Fig 6. GP plays the major role in the destruction of the iBRB.

Fig 6

(A) Western blot analysis of VLP-ΔGP using an anti-GP antibody. Representative images of three independent experiments are shown. (B) TEM image of VLP-ΔGP. (C) Permeability and (D) TEER of the tri-culture iBRB model were measured 48 h after VLP-ΔGP, VLP-ΔGP + Avastin and VEGF treatment. TEER values were normalized to those of iBRB models themselves before EBO-VLP administration. The box and the whisker present the median ± percentiles (25–75%) and range, respectively. The fold change of permeability compared with iBRB model itself before EBO-VLP administration is presented as the mean ± standard deviation.

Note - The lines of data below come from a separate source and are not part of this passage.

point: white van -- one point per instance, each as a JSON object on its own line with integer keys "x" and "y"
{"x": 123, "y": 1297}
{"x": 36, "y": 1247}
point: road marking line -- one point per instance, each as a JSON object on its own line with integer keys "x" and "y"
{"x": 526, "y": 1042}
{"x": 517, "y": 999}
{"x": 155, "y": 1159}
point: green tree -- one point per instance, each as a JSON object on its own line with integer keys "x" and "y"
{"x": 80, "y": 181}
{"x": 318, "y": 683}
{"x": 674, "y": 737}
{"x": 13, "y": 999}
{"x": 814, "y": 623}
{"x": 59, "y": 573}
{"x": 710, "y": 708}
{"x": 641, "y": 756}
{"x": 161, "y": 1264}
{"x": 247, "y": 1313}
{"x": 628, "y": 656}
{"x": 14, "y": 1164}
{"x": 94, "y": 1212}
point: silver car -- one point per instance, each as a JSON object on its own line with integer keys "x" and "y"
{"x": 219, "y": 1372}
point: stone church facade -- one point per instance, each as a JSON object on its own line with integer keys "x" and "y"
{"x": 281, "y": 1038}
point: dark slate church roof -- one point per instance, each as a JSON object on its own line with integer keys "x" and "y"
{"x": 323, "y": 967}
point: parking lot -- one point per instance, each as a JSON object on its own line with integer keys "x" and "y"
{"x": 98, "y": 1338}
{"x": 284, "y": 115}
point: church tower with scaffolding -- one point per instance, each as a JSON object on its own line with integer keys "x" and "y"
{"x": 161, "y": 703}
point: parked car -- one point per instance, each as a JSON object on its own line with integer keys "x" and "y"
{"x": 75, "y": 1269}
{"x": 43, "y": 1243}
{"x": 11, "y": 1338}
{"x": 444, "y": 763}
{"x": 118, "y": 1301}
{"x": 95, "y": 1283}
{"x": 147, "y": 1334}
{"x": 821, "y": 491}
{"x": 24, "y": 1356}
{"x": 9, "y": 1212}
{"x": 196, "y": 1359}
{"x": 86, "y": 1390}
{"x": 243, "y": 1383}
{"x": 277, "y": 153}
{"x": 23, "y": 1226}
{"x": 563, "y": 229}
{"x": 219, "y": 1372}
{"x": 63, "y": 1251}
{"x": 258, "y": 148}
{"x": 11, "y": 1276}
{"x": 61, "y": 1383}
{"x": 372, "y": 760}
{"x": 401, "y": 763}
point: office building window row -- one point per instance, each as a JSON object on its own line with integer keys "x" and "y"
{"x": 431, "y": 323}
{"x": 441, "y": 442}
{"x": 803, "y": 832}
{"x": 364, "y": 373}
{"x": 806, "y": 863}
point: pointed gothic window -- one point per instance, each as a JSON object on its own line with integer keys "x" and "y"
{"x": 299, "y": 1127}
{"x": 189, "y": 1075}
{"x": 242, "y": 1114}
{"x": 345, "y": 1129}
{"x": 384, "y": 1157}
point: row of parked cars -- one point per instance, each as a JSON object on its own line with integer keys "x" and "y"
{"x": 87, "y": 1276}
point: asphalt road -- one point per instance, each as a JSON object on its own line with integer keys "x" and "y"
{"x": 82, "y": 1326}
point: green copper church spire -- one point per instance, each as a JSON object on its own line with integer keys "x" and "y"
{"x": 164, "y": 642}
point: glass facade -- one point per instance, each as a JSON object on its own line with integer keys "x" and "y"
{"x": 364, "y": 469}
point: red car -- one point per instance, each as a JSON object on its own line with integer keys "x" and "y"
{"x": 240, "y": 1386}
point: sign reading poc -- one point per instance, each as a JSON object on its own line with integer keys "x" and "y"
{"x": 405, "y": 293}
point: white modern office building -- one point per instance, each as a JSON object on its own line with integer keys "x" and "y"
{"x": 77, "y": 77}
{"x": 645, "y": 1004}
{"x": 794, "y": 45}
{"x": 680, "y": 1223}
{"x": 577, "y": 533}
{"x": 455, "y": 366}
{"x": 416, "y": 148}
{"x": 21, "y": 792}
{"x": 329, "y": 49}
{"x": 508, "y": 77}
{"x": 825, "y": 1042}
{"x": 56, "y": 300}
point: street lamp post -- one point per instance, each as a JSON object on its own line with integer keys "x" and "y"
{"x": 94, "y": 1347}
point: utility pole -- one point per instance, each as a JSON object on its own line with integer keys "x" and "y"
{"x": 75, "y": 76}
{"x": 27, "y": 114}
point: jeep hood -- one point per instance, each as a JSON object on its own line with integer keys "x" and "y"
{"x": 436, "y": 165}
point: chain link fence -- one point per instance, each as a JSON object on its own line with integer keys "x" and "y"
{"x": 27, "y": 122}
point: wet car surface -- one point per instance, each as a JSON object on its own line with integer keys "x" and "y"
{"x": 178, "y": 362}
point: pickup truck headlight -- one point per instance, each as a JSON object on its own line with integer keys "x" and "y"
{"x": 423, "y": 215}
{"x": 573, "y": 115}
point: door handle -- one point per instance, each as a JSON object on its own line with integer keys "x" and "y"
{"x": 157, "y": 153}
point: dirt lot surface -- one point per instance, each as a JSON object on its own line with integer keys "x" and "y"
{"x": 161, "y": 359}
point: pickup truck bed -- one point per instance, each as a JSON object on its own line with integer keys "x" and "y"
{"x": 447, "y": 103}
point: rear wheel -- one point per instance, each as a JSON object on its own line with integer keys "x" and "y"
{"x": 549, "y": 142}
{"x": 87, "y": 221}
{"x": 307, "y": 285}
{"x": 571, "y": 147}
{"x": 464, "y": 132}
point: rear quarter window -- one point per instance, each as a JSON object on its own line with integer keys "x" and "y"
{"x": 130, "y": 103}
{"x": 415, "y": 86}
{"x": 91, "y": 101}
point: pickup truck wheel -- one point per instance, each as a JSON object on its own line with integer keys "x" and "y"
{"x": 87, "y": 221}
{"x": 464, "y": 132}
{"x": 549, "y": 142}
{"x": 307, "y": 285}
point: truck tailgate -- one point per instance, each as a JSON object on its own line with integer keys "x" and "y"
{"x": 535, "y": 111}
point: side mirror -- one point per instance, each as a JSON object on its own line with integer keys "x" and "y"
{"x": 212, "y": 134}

All values were determined in six independent experiments. (E) The expression of VEGF in HRP after VLP-ΔGP treatment, as quantified by ELISA. The horizontal dashed line marks the limit of detection of the assay. The results are presented as the means ± standard deviation of three independent experiments. (F) The expression of VEGF in HRP after EBOV VP40 and GP was expressed in HRPs. The horizontal dashed line marks the limit of detection of the assay. The results are presented as the means ± standard deviation of three independent experiments. Statistical analysis was performed using Student’s t test. *p < 0.05, **p < 0.01.